The hope to use a digital Nimoy was gone, but the internet chatter after the episode proved that the still photo worked fine. Everyone was convinced he was on-set for actual shooting of the scene. That’s VFX for you. Sorry internet, he was never there, and in truth this is the only episode where the amber had any practical elements.
I gained a lot of knowledge building a digital double of Leonard Nimoy, but not enough to make it in the short amount of time I had for the episode. I considered it a successful failure.
Passing of the Torch
Since the passing of Mr. Nimoy, and in preparation for this article, I dusted off the project, decided to update the shaders, and sculpt a little of the mid-level detail based on the maps I had derived in Pixologic zBrush. Many of the subtle nuances a real digital scan would procure are still missing, but using a bump map, some high-pass filtering as masks, and a fair amount of hand-sculpting, I have reached a more reasonable result. Despite the assertion of polygon count in 1985, my model sits at about 1.5 million polygons. At this point I still feel it is not 100% ready for on-camera work, but I am pleased enough with the result, since I am never putting it in a show. Once again I have used it as a research platform for skin shaders, and sculpting — honoring the legacy of any digital Nimoy mesh, that of testing things out. It is an artistic interpretation of the data, but one that I hope honors Leonard Nimoy.
I share this digital Nimoy rendering here for your enjoyment, and as a tribute to the man I ran home to at 4pm every day after school to watch in televised reruns of Star Trek, and In Search Of. Little did I know how much he affected my life, until I look back over it. This art is for him.
Thank you Leonard, my Twitter-adopted Grandpa. Your legacy in the digital realm does not go unnoticed.

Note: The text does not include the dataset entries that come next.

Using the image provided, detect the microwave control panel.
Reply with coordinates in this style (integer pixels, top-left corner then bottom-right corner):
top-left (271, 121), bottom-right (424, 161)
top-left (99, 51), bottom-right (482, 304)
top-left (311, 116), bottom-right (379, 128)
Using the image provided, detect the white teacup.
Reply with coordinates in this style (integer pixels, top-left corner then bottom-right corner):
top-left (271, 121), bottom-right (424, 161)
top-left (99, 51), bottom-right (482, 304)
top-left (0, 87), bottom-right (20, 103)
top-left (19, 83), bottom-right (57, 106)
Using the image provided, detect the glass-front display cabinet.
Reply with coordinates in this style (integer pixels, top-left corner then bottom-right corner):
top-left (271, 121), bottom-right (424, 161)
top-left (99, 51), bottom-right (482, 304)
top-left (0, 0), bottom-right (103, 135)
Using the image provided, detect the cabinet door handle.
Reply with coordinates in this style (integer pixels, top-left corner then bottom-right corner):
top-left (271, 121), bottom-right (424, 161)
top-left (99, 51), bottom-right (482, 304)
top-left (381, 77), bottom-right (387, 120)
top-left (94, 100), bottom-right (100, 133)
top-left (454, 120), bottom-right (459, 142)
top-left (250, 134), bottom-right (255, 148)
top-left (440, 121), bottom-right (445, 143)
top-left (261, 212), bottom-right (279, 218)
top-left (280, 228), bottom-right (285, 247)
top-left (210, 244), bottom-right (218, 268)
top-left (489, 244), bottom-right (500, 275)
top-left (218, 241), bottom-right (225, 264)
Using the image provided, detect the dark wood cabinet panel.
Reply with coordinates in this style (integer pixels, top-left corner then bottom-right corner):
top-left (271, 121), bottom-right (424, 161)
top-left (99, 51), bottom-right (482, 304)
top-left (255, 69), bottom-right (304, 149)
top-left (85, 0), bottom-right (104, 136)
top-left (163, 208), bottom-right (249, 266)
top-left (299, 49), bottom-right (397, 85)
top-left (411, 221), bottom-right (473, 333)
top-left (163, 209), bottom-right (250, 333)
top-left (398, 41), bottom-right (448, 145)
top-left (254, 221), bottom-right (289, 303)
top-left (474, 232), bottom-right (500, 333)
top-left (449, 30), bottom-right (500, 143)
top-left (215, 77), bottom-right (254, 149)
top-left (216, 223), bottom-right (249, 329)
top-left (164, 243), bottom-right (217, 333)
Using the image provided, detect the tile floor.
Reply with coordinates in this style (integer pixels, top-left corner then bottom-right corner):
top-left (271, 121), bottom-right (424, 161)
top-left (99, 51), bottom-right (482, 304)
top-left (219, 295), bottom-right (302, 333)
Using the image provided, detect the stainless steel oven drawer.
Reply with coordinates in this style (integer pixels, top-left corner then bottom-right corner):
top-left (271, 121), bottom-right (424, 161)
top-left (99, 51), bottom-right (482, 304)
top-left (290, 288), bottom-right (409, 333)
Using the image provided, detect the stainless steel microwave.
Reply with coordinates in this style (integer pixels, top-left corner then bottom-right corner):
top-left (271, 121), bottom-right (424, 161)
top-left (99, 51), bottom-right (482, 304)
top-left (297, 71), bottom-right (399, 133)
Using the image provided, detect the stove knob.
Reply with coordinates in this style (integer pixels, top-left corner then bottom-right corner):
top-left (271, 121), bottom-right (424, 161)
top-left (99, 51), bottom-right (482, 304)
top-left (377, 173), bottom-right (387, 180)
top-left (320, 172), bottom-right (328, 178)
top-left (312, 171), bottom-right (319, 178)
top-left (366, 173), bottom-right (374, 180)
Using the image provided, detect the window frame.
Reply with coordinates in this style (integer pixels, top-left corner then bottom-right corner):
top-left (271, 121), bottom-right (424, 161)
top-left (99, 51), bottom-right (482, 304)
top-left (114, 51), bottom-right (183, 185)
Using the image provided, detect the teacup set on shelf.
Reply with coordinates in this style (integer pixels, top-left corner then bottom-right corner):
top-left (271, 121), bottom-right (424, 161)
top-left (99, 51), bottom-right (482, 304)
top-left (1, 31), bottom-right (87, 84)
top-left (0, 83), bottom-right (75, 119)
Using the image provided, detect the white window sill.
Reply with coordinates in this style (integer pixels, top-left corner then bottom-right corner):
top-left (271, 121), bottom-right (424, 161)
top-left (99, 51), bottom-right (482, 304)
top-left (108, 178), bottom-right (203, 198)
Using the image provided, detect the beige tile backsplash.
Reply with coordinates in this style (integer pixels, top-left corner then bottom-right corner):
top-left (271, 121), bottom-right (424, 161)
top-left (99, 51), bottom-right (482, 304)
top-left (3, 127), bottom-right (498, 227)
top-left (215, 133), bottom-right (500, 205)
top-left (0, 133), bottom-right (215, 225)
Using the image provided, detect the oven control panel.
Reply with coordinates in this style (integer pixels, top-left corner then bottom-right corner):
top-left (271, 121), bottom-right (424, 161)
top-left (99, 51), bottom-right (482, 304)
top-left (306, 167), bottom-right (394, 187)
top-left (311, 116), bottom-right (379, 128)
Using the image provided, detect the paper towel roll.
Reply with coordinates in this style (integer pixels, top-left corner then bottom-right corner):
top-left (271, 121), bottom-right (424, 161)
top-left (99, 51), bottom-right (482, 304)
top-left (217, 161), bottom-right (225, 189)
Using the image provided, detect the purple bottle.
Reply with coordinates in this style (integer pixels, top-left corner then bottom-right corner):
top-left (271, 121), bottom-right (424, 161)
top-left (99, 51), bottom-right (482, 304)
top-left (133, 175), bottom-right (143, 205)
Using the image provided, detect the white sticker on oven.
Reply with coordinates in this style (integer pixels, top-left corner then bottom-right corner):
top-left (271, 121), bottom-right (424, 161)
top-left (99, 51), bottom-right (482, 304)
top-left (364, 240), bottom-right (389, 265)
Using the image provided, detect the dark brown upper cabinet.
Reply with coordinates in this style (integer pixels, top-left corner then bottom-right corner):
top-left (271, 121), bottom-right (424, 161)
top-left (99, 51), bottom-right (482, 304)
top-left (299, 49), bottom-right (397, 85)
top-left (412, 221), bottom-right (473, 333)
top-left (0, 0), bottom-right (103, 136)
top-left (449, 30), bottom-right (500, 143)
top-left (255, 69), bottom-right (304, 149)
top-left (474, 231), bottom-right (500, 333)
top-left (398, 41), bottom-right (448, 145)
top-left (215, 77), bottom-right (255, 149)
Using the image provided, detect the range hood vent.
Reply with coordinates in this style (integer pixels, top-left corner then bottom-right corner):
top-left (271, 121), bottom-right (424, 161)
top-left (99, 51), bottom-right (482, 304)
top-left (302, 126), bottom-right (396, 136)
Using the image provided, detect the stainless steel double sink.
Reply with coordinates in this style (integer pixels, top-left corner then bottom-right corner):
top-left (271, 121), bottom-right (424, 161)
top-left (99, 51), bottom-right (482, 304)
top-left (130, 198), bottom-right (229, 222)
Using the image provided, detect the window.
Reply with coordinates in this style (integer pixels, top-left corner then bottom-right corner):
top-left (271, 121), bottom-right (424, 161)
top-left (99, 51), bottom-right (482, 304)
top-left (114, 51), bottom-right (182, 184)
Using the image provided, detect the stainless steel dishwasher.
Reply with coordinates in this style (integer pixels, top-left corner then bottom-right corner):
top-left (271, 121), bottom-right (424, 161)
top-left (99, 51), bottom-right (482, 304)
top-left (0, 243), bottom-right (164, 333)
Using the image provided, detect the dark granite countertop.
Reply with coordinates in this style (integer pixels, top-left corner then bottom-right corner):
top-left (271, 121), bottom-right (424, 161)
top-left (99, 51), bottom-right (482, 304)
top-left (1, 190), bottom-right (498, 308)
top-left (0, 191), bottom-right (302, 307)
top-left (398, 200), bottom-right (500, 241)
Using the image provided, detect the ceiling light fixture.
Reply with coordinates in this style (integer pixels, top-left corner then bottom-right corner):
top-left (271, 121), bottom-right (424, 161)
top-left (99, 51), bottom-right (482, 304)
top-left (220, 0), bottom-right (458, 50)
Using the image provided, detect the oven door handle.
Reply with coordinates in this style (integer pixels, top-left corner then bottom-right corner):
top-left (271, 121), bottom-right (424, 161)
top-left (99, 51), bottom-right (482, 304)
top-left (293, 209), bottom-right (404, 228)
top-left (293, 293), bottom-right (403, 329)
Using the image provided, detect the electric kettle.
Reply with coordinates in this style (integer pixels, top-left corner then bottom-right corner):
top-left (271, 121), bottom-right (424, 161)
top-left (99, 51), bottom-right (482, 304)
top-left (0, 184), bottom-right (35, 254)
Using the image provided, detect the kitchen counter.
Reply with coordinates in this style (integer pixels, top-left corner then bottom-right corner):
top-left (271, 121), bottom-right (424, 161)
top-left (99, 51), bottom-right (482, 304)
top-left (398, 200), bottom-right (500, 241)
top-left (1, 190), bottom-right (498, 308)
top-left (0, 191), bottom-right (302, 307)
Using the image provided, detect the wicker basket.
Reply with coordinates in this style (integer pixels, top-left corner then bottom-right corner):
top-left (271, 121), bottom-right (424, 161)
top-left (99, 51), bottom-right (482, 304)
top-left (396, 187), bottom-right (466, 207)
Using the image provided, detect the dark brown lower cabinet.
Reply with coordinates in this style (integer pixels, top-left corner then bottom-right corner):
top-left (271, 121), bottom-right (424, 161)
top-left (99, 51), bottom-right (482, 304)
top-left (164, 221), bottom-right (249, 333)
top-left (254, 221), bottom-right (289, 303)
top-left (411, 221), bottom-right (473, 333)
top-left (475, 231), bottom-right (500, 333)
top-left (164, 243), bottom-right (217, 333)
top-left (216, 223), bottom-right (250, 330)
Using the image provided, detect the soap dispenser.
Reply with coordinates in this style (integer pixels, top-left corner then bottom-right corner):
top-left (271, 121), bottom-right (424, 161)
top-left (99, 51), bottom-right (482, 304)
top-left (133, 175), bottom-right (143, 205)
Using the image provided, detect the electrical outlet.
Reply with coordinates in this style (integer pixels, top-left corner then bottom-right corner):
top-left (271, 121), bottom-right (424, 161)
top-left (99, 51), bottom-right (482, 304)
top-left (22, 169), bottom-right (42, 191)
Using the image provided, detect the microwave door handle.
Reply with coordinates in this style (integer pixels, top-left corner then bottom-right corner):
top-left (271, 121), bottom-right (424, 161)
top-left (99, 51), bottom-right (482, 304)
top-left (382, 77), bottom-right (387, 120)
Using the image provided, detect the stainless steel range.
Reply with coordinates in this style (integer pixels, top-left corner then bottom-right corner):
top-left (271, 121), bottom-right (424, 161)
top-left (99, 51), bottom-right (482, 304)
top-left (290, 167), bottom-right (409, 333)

Years after finishing this article, photo of this plaster casting of Leonard Nimoy from the same time period came across my internet search. His cheeks, long with age were easily compressed by the moulding material at the time, which speaks well of the digital scanning process. It is here as a comparison to my digital work.
*There is a movement to create a digital Leonard Nimoy on the internet. No solicitation of this geometry will be entertained. No texture maps shared. Only the Nimoy Estate will have that privilege if they so choose, as this is now an original work of art, based on reference. The original data is not in my possession.